La solemnidad y el recogimiento marcaron en la noche de este Martes Santo la celebración del Vía Crucis Procesional en Tarancón, un acto que reunió a decenas de fieles que acompañaron al Santo Crucifijo del Convento en su recorrido por varias calles de la localidad.
La procesión dio comienzo a las 21:00 horas desde la Parroquia de Nuestra Señora de la Asunción, punto de partida de este tradicional acto de la Semana Santa taranconera. Desde allí, el cortejo procesional inició su camino en un ambiente de oración y silencio.
Como es habitual, la imagen del Santo Crucifijo fue portada a pulso y con correas, una técnica tradicional que exige esfuerzo y coordinación por parte de los portadores. Esta labor fue asumida por miembros de las distintas Hermandades y Cofradías de Tarancón, que se fueron relevando a lo largo del recorrido.

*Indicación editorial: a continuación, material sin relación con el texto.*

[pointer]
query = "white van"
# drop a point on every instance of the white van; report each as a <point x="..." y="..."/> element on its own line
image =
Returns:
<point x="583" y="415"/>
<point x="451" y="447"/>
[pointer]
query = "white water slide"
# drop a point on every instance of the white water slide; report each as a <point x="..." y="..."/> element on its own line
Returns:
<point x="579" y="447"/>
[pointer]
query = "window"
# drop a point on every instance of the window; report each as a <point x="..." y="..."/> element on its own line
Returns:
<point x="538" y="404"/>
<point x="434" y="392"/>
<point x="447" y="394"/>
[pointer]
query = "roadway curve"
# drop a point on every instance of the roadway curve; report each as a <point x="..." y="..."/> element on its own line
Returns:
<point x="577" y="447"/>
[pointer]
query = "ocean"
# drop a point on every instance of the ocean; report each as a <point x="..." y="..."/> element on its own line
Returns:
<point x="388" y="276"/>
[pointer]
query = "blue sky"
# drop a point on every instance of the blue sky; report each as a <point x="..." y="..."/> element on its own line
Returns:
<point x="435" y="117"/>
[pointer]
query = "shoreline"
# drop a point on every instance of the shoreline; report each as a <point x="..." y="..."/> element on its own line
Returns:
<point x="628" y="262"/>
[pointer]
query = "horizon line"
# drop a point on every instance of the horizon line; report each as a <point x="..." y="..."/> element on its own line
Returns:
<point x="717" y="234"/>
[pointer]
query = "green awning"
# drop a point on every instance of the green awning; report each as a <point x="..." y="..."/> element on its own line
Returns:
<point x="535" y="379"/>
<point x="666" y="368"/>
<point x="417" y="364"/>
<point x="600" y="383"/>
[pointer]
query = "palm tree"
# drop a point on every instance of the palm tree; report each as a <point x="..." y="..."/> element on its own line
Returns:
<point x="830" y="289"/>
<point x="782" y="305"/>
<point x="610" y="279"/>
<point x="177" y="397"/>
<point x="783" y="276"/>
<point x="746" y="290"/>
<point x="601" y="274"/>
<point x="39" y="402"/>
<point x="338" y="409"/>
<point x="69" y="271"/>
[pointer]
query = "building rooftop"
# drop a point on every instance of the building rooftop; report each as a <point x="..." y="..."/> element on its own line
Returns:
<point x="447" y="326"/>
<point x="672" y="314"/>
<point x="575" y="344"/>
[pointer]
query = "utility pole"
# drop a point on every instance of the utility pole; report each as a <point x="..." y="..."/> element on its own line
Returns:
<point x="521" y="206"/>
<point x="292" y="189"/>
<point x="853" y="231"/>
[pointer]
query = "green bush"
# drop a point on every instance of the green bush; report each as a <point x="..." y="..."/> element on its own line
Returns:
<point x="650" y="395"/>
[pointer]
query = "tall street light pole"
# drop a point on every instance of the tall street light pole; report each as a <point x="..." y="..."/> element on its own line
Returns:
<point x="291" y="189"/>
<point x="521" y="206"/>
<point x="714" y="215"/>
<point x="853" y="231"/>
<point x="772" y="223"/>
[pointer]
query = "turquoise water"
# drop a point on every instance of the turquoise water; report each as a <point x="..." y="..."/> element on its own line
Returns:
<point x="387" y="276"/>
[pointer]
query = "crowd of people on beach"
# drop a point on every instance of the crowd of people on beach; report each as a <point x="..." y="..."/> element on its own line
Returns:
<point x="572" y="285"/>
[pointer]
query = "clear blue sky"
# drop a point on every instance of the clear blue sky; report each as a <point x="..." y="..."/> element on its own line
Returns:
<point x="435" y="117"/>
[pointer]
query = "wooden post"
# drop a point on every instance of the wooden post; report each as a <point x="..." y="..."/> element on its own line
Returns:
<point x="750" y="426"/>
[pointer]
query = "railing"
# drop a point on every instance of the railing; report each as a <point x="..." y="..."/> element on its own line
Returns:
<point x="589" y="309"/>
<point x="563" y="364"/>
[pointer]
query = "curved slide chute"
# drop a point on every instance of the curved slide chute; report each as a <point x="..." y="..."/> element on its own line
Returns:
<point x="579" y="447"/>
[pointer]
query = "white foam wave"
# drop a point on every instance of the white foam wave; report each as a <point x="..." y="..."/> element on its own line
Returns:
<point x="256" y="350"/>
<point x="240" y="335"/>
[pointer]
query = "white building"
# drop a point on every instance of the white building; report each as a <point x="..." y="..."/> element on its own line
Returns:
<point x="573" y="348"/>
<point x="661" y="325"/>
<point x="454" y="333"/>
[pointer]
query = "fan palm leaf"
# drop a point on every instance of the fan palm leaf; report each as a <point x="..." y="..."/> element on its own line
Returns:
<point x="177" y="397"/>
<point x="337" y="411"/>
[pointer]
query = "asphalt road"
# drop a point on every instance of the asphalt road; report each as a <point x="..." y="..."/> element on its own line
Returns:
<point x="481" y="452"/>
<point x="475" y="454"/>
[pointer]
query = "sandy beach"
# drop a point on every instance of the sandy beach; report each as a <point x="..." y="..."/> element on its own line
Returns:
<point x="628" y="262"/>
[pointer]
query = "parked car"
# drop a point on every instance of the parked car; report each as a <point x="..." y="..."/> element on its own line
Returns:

El itinerario discurrió por las calles General Castell, Plaza de la Constitución, Zapatería, Inés de la Carrera, El Agua, Juan Carlos I, Jerónimo Bujeda y Paseo de la Estación, para finalizar en el Convento, donde concluyó el Vía Crucis.
Aunque la participación fue algo menor que la registrada en el Vía Crucis de los Jóvenes celebrado el Lunes Santo, el acto se desarrolló con gran devoción y en un ambiente de profundo respeto, reflejo del fervor con el que los taranconeros viven su Semana Santa.
La programación continuará hoy con la procesión del Silencio, que se celebrará a partir de las 21:00 horas, nuevamente con salida desde la Parroquia de Nuestra Señora de la Asunción.